An eagle with a span of seven feet
Gripped on a rock near where children splashed.
While parents watched, they paddled, splished and dashed.
The eagle watched. Its image broad and sweet.
In ancient totems we are told such birds
Enfold the souls and secrets of an age;
And if we’re calm and quiet, all that’s sage
Can come to us from them beyond mere words.
But noble birds of earth may hang around
And with stiletto sight incise a child –
Who bathes in human flesh and may seem wild –
And pick this plump small human off the ground.
For being of this earthy, blood-flushed base,
An eagle’s feeding instincts turn to mob,
Can drug it with its old survival job
Of kill to eat and eat to stay in place.
Or if it could repress that primal need,
Be sensitive to human feelings there,
There’d be another visc’ral pull-down there
Tantamount to essence for its breed.
A bird of prey is not a bird of prayer.
If it could cultivate, adjust itself,
Become a higher version of itself,
What we may call ‘attachment’ would still flare.

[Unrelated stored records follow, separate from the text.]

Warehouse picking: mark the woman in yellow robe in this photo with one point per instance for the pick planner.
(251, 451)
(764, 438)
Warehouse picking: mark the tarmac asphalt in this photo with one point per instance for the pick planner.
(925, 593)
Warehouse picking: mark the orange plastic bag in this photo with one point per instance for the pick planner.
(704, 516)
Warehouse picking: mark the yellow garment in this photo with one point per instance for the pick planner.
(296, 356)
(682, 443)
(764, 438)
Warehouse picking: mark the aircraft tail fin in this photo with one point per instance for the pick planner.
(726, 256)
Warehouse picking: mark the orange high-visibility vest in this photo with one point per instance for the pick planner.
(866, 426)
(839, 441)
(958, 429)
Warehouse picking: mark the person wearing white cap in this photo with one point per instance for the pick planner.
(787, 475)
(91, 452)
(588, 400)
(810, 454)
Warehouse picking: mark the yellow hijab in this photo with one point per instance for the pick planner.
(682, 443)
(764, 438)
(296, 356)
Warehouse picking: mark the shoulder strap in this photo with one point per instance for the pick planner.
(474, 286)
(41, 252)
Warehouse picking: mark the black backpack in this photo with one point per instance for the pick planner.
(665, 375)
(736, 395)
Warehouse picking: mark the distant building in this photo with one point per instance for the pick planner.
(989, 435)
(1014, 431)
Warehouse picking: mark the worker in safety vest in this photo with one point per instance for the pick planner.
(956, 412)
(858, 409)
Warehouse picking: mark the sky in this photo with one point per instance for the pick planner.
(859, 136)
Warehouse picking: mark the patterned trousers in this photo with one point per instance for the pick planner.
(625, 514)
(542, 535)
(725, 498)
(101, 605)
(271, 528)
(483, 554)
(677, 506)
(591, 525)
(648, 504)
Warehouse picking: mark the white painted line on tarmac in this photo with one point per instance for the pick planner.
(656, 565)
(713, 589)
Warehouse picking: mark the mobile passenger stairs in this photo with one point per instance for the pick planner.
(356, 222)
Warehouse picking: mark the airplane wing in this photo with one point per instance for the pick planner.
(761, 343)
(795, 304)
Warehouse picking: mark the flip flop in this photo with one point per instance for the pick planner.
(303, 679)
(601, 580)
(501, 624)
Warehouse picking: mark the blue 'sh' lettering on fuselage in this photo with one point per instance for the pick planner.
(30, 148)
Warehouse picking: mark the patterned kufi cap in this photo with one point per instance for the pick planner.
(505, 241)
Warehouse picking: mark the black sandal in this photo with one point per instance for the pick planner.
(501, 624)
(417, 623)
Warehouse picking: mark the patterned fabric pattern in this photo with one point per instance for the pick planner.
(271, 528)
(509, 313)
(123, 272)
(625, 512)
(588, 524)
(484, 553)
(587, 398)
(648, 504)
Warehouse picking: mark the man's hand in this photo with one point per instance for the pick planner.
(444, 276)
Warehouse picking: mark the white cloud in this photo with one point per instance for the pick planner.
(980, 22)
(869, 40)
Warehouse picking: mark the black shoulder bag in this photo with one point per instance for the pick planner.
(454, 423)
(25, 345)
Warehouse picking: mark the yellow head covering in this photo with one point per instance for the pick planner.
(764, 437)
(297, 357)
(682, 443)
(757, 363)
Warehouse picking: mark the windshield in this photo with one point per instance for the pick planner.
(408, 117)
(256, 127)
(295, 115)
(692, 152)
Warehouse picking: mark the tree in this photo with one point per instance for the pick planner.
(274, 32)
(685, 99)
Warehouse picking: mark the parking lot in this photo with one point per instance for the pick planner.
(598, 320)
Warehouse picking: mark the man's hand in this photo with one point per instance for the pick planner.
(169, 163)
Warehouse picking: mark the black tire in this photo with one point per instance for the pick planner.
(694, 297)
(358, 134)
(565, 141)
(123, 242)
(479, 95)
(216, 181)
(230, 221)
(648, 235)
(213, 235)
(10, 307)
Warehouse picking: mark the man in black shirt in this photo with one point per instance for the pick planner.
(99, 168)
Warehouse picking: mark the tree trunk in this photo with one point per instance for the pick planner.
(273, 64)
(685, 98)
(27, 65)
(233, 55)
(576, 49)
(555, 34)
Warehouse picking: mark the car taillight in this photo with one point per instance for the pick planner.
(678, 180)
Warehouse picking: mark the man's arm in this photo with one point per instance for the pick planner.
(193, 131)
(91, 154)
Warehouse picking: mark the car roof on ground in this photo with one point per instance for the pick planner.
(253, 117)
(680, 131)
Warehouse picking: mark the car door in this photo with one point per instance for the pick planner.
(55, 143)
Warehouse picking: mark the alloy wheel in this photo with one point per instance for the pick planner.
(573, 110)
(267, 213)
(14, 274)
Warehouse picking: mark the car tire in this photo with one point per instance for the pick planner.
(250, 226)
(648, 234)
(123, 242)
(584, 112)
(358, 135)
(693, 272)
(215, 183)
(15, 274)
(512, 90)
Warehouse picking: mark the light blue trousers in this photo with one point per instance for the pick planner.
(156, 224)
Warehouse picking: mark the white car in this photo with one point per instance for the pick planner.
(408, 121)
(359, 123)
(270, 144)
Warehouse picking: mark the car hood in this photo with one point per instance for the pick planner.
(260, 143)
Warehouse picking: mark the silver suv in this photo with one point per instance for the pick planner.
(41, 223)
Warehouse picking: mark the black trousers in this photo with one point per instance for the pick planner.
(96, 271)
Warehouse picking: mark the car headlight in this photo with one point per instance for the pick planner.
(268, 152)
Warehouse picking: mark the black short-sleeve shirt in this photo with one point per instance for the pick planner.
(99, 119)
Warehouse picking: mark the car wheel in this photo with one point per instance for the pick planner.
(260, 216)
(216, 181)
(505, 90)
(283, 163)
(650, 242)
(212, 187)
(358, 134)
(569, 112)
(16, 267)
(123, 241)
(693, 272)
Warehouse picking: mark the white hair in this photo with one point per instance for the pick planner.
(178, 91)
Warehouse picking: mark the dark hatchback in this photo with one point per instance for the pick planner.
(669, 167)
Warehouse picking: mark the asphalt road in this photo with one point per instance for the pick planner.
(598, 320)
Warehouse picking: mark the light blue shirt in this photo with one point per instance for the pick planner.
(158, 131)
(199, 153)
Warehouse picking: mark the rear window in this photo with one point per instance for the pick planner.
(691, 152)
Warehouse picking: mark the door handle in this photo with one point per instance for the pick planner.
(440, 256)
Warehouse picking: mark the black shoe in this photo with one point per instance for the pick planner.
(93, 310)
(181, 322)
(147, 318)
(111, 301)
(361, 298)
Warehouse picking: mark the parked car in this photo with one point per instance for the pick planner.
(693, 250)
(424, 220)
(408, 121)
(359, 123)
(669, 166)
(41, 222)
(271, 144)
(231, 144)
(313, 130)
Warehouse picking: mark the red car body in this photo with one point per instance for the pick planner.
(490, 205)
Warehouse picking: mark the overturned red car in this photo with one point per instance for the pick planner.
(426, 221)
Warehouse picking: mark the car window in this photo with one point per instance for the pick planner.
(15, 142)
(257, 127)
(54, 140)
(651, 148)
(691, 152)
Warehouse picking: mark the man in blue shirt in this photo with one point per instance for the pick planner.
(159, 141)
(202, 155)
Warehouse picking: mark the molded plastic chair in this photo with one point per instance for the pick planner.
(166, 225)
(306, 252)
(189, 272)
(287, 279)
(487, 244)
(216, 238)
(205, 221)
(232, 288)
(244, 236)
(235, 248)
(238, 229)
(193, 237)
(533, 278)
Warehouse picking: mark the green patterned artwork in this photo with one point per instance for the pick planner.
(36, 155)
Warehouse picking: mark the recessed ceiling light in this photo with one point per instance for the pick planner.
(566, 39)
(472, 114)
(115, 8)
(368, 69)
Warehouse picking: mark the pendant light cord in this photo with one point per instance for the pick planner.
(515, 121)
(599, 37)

As humans strive to slip this earthly sleave,
To rise up, beasts must burn through good and bad.
But animals are ringed by claw and pad,
And like base humans must return to leave.
Maybe its mind could sense the higher cores
Within these beings it’s seen kill and maim
And so not smash the young-and-parent game.
Or did it heard their splashing as applause,
Before it bowed in air with wings like oars?